Mendekati akhir 2022, perang Ukraina-Rusia kian intens. Belum ada titik terang kapan perang itu akan berakhir. Harus ada perhatian pada keselamatan warga sipil.
Oleh
Redaksi
·2 menit baca
AP/LIBKOS
Seorang warga berjalan di depan rumahnya yang terbakar seusai gempuran artileri Rusia di Bakhmut, wilayah Donetsk, Ukraina, Rabu (7/12/2022).

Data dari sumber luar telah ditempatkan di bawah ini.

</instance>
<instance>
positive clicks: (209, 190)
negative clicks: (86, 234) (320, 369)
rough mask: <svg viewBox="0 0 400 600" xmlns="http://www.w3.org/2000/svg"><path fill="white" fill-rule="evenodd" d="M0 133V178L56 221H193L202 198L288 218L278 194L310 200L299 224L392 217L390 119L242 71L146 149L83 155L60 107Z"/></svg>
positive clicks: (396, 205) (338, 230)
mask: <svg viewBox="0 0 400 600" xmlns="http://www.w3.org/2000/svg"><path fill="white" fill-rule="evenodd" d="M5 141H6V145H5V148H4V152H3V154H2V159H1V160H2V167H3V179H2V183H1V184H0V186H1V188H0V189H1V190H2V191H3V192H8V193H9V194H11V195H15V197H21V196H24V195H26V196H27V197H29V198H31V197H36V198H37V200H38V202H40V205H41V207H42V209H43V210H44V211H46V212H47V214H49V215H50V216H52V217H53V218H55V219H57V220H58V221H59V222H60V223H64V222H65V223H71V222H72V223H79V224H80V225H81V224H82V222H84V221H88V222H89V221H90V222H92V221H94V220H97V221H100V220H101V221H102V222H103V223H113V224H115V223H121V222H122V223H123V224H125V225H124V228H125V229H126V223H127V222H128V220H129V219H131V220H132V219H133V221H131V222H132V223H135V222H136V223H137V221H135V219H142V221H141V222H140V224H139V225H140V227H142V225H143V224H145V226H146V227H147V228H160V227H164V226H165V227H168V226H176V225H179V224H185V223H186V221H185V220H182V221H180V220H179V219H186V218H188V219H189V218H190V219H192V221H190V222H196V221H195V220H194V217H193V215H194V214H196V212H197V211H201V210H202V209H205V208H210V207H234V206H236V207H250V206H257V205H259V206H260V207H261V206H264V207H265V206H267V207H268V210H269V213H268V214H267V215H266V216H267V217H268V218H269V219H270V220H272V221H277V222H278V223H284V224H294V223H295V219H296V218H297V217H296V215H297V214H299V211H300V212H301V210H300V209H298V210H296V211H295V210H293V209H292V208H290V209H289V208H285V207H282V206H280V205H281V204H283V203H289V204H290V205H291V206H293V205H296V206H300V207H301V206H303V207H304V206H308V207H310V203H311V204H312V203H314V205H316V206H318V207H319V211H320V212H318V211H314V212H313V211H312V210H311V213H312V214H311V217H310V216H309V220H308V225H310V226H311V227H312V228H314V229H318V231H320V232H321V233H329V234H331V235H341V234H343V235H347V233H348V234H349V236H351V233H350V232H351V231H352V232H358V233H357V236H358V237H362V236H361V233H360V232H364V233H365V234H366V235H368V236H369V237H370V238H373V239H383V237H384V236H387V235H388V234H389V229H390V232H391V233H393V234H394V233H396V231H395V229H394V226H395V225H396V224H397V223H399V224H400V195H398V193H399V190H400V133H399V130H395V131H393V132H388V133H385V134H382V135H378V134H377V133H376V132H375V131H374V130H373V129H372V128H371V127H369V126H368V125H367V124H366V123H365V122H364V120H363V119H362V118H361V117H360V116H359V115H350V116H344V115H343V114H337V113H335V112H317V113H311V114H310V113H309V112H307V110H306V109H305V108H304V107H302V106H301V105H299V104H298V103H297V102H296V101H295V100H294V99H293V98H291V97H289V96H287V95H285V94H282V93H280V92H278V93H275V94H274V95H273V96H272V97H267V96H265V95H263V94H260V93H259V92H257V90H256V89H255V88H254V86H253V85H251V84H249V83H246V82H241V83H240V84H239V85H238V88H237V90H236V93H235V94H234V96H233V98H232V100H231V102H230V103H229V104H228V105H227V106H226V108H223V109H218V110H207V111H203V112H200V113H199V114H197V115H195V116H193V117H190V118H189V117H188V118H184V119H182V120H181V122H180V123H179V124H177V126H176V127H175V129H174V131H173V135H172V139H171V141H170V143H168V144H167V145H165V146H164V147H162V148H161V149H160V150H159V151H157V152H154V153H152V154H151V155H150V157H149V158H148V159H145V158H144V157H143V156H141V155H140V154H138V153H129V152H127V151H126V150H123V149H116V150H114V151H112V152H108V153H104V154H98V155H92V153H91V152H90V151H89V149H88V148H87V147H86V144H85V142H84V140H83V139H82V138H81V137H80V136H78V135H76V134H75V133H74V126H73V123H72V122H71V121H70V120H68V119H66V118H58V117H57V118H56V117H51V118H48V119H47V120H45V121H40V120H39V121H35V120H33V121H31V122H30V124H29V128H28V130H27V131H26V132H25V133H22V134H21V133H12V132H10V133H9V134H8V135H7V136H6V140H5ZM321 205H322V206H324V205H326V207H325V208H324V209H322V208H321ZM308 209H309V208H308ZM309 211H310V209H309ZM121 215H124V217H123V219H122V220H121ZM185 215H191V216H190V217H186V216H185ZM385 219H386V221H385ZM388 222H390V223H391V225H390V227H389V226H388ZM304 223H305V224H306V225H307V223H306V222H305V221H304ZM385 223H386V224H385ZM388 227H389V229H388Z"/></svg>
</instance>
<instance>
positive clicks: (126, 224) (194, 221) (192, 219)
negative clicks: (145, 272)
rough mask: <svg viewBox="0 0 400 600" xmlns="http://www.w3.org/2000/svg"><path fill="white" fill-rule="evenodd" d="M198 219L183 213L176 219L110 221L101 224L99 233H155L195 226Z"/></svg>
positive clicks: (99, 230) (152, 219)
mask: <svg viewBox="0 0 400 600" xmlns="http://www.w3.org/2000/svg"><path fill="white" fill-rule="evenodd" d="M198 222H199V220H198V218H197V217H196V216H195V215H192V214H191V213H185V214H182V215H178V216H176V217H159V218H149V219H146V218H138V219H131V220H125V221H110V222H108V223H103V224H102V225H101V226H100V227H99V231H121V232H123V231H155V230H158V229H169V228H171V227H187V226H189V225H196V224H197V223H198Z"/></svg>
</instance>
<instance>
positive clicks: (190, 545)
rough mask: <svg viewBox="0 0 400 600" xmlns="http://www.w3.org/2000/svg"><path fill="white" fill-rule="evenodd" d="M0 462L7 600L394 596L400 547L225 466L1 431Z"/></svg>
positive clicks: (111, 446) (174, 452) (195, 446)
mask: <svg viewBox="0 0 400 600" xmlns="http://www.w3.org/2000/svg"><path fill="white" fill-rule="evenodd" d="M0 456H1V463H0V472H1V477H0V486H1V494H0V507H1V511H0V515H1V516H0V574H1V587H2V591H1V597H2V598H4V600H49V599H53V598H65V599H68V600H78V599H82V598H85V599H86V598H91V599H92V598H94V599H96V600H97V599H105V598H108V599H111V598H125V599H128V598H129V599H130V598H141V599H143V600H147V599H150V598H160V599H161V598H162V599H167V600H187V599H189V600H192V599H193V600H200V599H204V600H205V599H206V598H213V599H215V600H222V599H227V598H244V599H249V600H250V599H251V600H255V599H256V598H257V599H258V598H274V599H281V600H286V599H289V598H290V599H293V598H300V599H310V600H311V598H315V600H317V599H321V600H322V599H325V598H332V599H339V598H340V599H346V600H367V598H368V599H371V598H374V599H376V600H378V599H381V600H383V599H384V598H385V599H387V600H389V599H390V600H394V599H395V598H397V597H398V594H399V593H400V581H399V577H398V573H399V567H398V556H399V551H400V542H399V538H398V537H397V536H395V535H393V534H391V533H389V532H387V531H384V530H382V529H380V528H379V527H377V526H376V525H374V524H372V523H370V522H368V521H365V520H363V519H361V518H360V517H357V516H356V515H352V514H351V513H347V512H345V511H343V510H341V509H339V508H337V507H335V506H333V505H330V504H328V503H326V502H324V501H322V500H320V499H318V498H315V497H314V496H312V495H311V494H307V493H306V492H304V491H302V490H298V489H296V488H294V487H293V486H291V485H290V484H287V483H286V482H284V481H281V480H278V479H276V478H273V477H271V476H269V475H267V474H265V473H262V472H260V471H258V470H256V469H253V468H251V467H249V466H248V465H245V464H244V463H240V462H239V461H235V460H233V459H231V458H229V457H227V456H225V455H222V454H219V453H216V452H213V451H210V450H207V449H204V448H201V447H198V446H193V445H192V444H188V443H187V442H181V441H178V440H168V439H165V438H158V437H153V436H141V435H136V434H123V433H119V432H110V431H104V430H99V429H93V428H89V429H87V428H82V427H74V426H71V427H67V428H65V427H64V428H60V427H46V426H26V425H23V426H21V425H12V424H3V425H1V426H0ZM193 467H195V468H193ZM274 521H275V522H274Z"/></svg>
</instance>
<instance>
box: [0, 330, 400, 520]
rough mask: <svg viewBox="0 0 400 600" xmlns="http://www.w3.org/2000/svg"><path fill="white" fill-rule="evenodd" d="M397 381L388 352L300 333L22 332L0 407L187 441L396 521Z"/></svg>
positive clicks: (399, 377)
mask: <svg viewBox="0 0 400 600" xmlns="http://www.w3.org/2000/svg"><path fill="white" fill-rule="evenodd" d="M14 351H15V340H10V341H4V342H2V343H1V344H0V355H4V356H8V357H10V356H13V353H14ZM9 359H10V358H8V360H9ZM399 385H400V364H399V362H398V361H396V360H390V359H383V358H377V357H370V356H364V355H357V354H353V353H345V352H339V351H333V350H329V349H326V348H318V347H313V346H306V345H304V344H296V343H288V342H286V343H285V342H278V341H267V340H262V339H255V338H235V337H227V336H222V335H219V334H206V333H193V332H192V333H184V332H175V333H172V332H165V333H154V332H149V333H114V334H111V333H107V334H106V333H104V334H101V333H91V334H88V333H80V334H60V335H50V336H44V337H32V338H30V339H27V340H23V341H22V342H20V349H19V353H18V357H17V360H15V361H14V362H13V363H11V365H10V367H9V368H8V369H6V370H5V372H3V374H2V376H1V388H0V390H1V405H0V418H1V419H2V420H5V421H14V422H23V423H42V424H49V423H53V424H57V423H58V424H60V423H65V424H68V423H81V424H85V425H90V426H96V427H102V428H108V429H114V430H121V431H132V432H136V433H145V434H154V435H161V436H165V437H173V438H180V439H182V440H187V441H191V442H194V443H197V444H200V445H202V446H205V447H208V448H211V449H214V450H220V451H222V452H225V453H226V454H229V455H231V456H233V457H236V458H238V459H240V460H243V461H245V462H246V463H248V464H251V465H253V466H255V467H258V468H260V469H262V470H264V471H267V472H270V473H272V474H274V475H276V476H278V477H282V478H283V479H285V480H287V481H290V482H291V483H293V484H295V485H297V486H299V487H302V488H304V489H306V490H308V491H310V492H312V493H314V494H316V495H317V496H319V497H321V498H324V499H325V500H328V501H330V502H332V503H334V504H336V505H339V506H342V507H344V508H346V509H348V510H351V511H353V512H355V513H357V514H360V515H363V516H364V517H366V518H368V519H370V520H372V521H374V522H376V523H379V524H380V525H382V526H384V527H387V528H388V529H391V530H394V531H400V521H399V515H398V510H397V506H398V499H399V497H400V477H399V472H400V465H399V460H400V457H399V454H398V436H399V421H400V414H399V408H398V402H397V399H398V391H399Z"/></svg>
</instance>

Keharusan memperhatikan kondisi warga sipil yang terimbas perang di Ukraina disuarakan oleh Kepala Kantor PBB untuk Koordinasi Urusan Kemanusiaan Martin Griffiths pada Sidang Dewan Keamanan PBB di New York, Amerika Serikat, Selasa (6/12/2022). Selain menewaskan 6.702 warga sipil, termasuk 424 anak-anak, perang sejak 24 Februari lalu itu juga menyebabkan lebih dari 14 juta warga Ukraina jadi pengungsi: 6,5 juta pengungsi di dalam negeri dan 7,8 juta pengungsi di Eropa.
Sungguh tak terbayangkan penderitaan pengungsi dengan segala keterbatasan—tanpa pemanas, listrik, dan air—di tengah musim dingin yang suhunya bisa anjlok minus 20 derajat celsius. Griffiths, diplomat asal Inggris, menyebut kondisi itu ”menambah dimensi lain yang berbahaya pada krisis kemanusiaan yang ditimbulkan oleh perang”.
Setelah hampir sepuluh bulan perang di Ukraina meletus, diawali invasi Rusia ke negara itu, banyak infrastruktur sipil hancur. Fasilitas kesehatan, pembangkit listrik, saluran air, dan lain- lain tak luput dari gempuran. WHO memperkirakan sedikitnya 715 serangan pada sistem kesehatan Ukraina. Sejak Oktober, sistem energi juga mendapat serangan Rusia.
AFP/DIMITAR DILKOFF
Sepasang laki-laki dan perempuan menikmati santap malam di sebuah restoran yang diterangi dengan lampu lilin menyusul pemadaman listrik di pusat kota Kyiv, Ukraina, Selasa (6/12/2022).
Berdasarkan hukum humaniter internasional, infrastruktur sipil tidak boleh dijadikan target serangan. Semua pihak harus membuka lebar-lebar jalur bantuan kemanusiaan dan memastikan personel pemberi bantuan itu bisa menjangkau warga sipil yang terdampak perang. Para pekerja kemanusiaan di Ukraina bakal dihadapkan perang dalam waktu panjang.
Seperti diberitakan, memasuki pekan kedua Desember ini, perang Ukraina-Rusia semakin intens. Ancaman eskalasi pun tampak nyata. Selama dua hari berturut-turut pesawat nirawak yang diyakini milik militer Ukraina menghantam tiga pangkalan udara militer Rusia. Seperti pada kasus serangan di Jembatan Crimea, Oktober lalu, serangan seperti itu biasanya akan dibalas serangan masif Rusia ke Ukraina.
Dengan situasi saat ini, perang di Ukraina hampir dipastikan bakal berlanjut hingga 2023. Belum bisa diketahui bagaimana perang ini akan berakhir. Rusia ataupun Ukraina belum siap untuk meletakkan senjata, tulis The Economist dalam edisi ”The World Ahead 2023”. Di tengah kebuntuan meretas jalan perdamaian saat ini, muncul pandangan, perang Ukraina baru akan berhenti jika ada perubahan rezim di Kremlin.
AZ
Presiden Rusia Vladimir Putin (ketiga dari kiri) mendengarkan laporan Wakil Perdana Menteri Marat Khusnullin (kiri) saat meninjau Jembatan Kerch, Senin (5/12/2022). Jembatan Kerch menghubungkan wilayah selatan Rusia dengan Semenanjung Crimea. Pada 8 Oktober, ledakan bom truk terjadi di salah satu bagian jembatan.
Menarik, seperti dilaporkan, di tengah pesimisme mengenai cara mengakhiri perang di Ukraina, Indonesia terus mencoba ruang dialog Rusia-Ukraina. Hal itu dilakukan, misalnya, dengan mengundang duta besar Ukraina dan Rusia pada Bali Democracy Forum (BDF), Kamis ini.
Meski tak mengubah situasi di medan pertempuran, jika kedua dubes negara yang berperang itu datang, langkah itu menyuarakan pesan dan harapan bahwa entah kapan dan bagaimana caranya, perang di Ukraina harus segera diakhiri.